Bathroom 3 has been running the on-off for a week and has not once had the problem (I installed it here first to make sure it would work for me).

I would think that the on-off is for devices like this that wouldn’t have worked on the fan switch. But, everyone reporting issues with the Fan switch and the Whisper models was using the DC Whisper models, which the Fan switch is not supposed to work with.

Copy, I should have been more specific: back EMF can impact both AC and DC fans depending on how they’re designed. It’s very possible that the Panasonic design doesn’t have regenerative energy clamping (sometimes called snubber circuitry). If that’s the case, your neutral line might be carrying this and the switches may be sensitive to the impulse when the fan gets turned off.

I’ll be honest that I don’t understand this, although I’m reading up on it now. If it could explain this, would I expect the results to be so inconsistent if this were the problem?

Bathroom 1: fan causes the problem almost every single time
Bathroom 2: the same fan model bought and installed at the same time, which never once experienced a problem while using the Inovelli Fan switch for over a month, to cause intermittent problems with the On-Off switch?
Bathroom 3: the same fan model bought and installed at the same time to not cause any problems with this Inovelli On-Off switch.
(leaving out Bathroom 4’s intermittent problems, since it’s a different, DC motor fan, although powered by AC as well)

Is there a better way to tell if a fan would be compatible with this device?

The product page states “this switch can be used on any fan or outlet as long as it falls within the max load requirements” but it sounds as if they may not be expected to be the case?

Alright, now I’m confused. I swapped Bathroom 1 on-off switch for bathroom 3 on-off switch. And now both have gone through about a dozen on and off cycles without any issues at all. This would make me think that something was connected wrong, but I had disconnected bathroom 1 completely and reconnected with no change, and really nothing seemed wrong. Bathroom 4 has still had one failure since.
I’m going to factory reset all of them and start all over I think even though I can’t think why this would matter.

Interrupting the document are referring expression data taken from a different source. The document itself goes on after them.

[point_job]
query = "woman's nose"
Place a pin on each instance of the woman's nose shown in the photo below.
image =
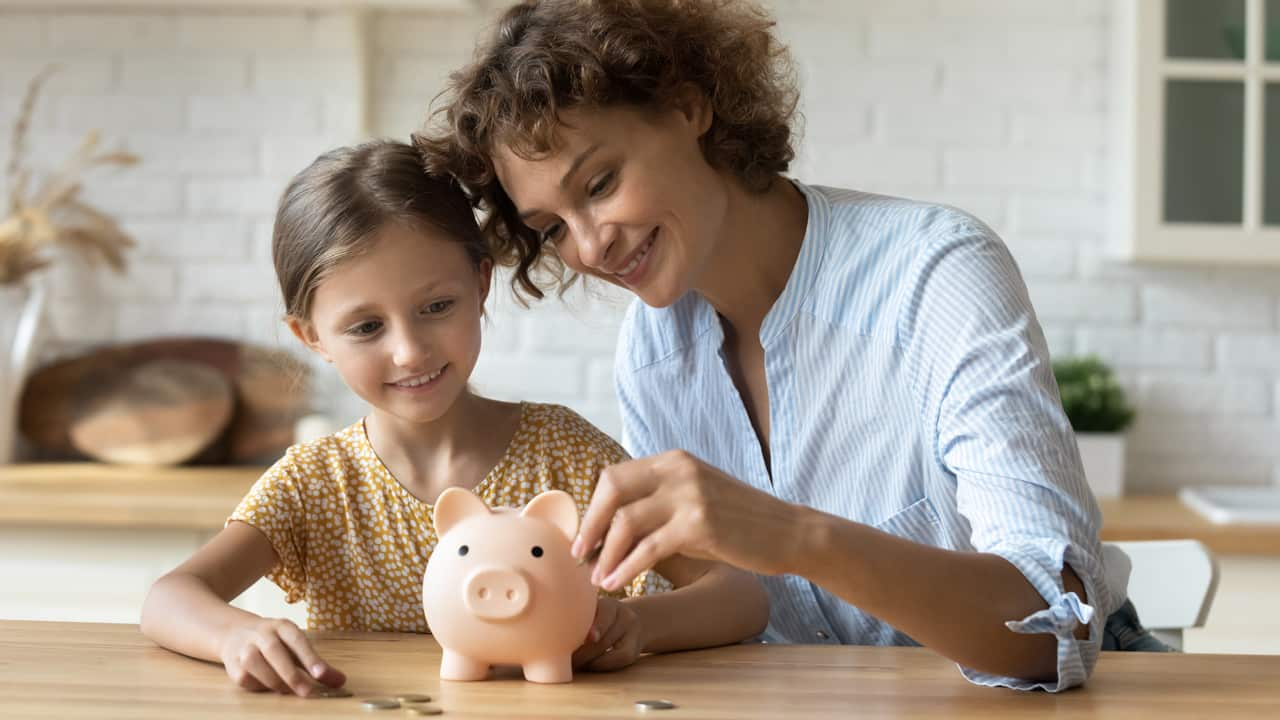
(594, 244)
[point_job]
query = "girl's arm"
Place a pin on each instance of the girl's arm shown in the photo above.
(188, 611)
(712, 605)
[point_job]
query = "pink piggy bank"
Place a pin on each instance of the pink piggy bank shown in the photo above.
(502, 588)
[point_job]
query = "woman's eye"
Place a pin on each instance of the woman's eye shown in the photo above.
(600, 185)
(551, 232)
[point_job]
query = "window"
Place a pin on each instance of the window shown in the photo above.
(1197, 99)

I set up a script in home assistant to randomly turn on and off the switches all night. Only one remained with this problem. I completely disconnected and reconnected it. Still the same problem. I did this two more times. Now it seems completely fine?

Really not sure what’s going on. I’m inclined to think I did something wrong, but I have 31 (yes!) blue 2-1s installed and never had a problem. The connections seemed good before: solid copper wires (except for the inovelli included neutral). And the switches would initially work, sometimes for a few cycles, before failing when pressing down. It makes me think there is something more finicky about this model, or some sort of overly sensitive safety feature in the hardware that was getting tripped by the AC fans and maybe after many times it becomes less sensitive?

It wasn’t the physical press of the button moving something because the issue happened even when the switch was toggled on and off over zigbee

If nobody else reports this though, I suppose it was somehow unique to my ability to wire these up.